En outre, la DG concurrence considère que dès lors que la question de savoir si une telle interdiction a pour objet de restreindre le territoire ou la clientèle auxquels le distributeur peut vendre ses produits ou si elle limite les ventes passives du distributeur ne peut dépendre de la nature du produit concerné, les interdictions de revente sur des marketplaces ne constituent donc pas une restriction caractérisée dans le cadre du règlement n° 330/2010, quelle que soit la catégorie de produits concernée. 

En conclusion, afin de déterminer s’il est possible d’insérer dans un contrat de distribution sélective une clause interdisant la revente des produits contractuels via une plateforme, il conviendra : 

  • d’abord d'établir si cette clause échappe à l’application de l’article 101§1 TFUE en s’assurant que cette clause respecte les critères posés par la jurisprudence Metro. 
  • A défaut, 
    • Il conviendra de déterminer si cette clause constitue une restriction de concurrence au sens de l’article 101 TFUE ; si les parts de marché des parties sont supérieures au seuil de 30% retenu par l’article 3 du règlement n°330/2010.

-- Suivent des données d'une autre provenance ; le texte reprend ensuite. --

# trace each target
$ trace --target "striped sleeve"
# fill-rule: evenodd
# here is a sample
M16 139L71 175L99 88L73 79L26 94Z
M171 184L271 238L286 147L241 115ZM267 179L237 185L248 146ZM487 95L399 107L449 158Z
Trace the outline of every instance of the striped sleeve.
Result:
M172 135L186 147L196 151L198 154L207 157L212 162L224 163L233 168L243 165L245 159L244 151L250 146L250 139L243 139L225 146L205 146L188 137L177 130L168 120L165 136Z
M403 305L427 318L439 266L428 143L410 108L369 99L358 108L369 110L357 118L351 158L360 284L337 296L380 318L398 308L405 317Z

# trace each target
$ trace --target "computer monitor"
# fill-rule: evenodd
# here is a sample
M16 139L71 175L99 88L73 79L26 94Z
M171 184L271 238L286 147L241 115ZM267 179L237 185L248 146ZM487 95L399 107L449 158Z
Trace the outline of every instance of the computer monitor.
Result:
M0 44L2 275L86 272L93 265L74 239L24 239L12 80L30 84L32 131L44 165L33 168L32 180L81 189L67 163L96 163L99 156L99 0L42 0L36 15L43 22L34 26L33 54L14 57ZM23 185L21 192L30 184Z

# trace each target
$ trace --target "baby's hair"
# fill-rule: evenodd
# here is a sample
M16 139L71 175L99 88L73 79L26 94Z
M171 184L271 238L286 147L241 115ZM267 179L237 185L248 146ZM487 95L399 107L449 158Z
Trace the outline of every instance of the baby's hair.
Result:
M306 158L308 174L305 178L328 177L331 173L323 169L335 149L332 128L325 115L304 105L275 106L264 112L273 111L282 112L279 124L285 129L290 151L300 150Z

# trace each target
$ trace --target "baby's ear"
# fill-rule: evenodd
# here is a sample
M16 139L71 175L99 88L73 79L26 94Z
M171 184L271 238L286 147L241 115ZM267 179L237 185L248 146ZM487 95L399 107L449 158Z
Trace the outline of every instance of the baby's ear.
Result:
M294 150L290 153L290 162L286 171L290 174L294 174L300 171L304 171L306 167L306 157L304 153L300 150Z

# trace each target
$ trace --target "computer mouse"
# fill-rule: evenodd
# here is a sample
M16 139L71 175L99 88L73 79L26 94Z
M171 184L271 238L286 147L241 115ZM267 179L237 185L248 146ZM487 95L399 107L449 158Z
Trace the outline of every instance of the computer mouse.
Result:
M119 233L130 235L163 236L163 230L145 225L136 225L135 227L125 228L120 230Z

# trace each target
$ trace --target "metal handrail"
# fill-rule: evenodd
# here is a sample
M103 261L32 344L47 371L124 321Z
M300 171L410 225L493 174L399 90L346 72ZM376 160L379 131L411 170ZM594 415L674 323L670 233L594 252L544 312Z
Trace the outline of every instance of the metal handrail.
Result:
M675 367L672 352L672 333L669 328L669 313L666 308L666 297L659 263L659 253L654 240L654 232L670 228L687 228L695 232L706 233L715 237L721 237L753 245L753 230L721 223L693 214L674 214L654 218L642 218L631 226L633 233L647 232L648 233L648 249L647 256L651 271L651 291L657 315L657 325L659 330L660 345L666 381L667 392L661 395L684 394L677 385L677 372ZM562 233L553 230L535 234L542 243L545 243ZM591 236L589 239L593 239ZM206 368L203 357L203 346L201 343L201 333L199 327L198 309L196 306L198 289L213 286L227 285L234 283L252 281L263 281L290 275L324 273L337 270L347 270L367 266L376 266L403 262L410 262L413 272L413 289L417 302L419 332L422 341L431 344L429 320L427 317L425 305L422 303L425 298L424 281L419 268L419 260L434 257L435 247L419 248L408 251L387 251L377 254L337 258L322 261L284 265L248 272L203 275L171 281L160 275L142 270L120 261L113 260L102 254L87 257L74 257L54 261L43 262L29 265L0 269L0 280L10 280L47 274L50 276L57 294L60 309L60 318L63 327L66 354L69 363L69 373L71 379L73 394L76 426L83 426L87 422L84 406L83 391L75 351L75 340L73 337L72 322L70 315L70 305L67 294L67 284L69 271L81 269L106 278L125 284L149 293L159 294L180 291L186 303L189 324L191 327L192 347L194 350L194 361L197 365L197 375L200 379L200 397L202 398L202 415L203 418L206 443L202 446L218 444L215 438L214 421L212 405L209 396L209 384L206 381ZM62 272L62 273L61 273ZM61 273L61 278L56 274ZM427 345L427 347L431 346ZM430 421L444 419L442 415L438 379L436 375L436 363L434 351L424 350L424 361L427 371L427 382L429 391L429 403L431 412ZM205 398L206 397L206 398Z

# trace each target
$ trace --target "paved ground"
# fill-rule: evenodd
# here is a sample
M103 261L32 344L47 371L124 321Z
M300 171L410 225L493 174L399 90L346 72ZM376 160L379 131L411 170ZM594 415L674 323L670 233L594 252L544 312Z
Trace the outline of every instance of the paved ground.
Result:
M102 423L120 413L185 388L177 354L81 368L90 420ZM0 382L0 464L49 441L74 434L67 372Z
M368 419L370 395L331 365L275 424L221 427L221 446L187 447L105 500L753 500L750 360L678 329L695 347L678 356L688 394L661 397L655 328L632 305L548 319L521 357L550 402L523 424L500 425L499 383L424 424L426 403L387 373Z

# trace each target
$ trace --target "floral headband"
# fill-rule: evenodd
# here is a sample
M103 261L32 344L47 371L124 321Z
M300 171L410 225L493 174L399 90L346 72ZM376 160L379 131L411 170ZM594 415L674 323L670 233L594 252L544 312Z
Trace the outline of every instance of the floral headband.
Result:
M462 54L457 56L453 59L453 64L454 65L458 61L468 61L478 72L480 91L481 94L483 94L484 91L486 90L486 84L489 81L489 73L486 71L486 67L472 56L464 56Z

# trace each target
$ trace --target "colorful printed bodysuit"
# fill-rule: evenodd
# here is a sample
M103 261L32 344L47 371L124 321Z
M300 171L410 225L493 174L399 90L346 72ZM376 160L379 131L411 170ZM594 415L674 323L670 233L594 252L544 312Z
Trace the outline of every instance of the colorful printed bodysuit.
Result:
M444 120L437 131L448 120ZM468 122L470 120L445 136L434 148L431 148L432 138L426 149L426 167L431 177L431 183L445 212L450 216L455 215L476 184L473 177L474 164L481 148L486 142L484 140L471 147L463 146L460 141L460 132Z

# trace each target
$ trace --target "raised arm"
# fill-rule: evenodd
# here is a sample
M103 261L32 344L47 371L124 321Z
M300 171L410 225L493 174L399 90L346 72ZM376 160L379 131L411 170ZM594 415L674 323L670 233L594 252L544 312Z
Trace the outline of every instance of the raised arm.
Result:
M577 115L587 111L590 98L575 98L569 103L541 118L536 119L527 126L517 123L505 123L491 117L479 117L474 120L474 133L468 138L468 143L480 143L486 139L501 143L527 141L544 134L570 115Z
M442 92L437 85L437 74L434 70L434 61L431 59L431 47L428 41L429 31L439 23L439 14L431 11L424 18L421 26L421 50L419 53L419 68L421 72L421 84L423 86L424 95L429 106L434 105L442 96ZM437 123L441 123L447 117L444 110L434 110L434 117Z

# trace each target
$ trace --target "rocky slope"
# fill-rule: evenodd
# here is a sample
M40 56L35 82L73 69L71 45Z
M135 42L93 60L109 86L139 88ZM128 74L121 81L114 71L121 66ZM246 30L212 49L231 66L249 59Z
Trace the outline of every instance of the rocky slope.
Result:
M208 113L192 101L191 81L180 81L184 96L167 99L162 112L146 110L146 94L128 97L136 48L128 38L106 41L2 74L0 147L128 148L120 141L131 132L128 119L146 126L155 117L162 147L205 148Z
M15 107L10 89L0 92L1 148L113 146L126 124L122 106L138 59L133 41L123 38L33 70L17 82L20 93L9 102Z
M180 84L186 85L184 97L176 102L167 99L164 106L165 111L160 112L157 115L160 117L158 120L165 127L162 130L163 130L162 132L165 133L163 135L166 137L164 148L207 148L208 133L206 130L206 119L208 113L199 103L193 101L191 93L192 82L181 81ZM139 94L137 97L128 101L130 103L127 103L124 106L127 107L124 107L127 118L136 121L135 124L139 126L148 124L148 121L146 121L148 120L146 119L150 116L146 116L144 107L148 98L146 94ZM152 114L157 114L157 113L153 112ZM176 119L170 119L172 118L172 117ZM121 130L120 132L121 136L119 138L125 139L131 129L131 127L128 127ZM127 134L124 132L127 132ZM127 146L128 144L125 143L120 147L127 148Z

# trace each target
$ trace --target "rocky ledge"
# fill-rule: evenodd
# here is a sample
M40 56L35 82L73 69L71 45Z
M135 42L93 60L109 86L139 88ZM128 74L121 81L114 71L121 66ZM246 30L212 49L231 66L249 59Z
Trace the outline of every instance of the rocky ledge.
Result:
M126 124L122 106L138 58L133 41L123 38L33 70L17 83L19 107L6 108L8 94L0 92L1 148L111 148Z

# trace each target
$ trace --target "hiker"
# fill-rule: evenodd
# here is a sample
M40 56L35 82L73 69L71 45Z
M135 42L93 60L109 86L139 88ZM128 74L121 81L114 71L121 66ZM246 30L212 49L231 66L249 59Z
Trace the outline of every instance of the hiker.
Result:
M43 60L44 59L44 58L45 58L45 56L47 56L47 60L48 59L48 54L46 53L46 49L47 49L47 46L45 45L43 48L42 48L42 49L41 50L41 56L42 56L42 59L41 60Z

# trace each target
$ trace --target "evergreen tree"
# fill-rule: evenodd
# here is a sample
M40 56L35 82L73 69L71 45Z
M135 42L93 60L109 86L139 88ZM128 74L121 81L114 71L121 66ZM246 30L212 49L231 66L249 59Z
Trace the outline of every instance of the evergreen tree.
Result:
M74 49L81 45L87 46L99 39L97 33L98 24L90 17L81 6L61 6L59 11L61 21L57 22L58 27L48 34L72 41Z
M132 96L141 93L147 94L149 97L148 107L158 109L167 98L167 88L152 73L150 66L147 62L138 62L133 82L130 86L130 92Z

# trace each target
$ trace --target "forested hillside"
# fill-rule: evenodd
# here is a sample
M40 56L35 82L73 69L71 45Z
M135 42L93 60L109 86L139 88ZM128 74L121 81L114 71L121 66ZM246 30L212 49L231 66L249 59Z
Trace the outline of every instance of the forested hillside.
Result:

    • Dans le cas où les parts de marché des parties sont inférieures au seuil de 30%, les interdictions de la vente des produits contractuels via des plateformes opérant de façon visible sont exemptées dès lors que la CJUE a dit pour droit que de telles interdictions ne constituaient pas des restrictions caractérisées au sens des articles 4 (b) ou 4 (c) du règlement n° 330/2010 (restrictions des ventes passives et de clientèle).